The first thing I did when I arrived at Hungry Jacks was to pull out a bottle for Miss0. The second thing I did was to spill the formula powder all down my jeans and through my shoes. Not the worst bit.
Then as I was packing everything up, encouraging Miss5 to say thank you to her hosts and comfort a whingy baby, I suddenly noticed Miss2 had disappeared. And still this wasn’t the worst moment.
Seconds later I spotted her. Someone had just walked in and let her out the automatic doors: she was standing outside the building. Not the worst moment, but we’re getting close.
I was holding the baby, and between me and the door was the pram, tables, chairs and Master7 and Miss8.
“Quick!” I snapped, pointing at their little sister. Like troopers they took off. So did Miss2 – straight towards our car on the other side of the carpark. You’d think we were at the worst bit, but we’re not there yet.
In a flap I scanned the carpark.

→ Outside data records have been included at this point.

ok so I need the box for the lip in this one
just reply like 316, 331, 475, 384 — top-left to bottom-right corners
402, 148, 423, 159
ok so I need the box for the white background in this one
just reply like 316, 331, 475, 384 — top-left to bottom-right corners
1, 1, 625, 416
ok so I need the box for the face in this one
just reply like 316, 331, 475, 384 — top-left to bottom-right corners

No cars were coming in or out and the kids were on their way. I didn’t panic, although I had maneuvered around the obstacles towards the door. I could see it would all be okay in a few seconds.
Then Master7 came racing back up to me. “The doors won’t open!”
But Miss8 was through the automatic doors. I later found out when they hadn’t opened for her she’d been trying to pry them open with her fingers while screaming out, “I have to get out!”
So now Miss8 was outside the building and only fifteen meters from Miss2, who was over by our car.
And for some reason Miss8 stopped. She stopped and started to yell out her little sister’s name. And for some reason her little sister left the vicinity of our car and started to walk towards the highway.
THIS was the moment my heart faltered.
“Don’t just stand there. Go!” I shouted at Miss8. Of course the trouble with someone running at a 2 year old is they tend to run away. This was the moment I saw the inevitable disaster I had no way of stopping. This was the worst bit. “Quick! Grab her.”
And she did. And it was all okay. She grabbed her and held onto her and, unusually, Miss2 stayed put until I got there.
But the questions kept ringing in my head – Where did I stuff up? How did I allow myself to lose track of her? How am I going to explain all this to Tracey?
So here I am six hours later and the whole scene keeps playing over and over in my head. If Miss2 had run instead of walked towards the highway: If a car had turned into the carpark: If someone had backed out.
It can happen to anyone, I know, but the thing is it happened to me, and I don’t want to go through that again. My ticker couldn’t take it.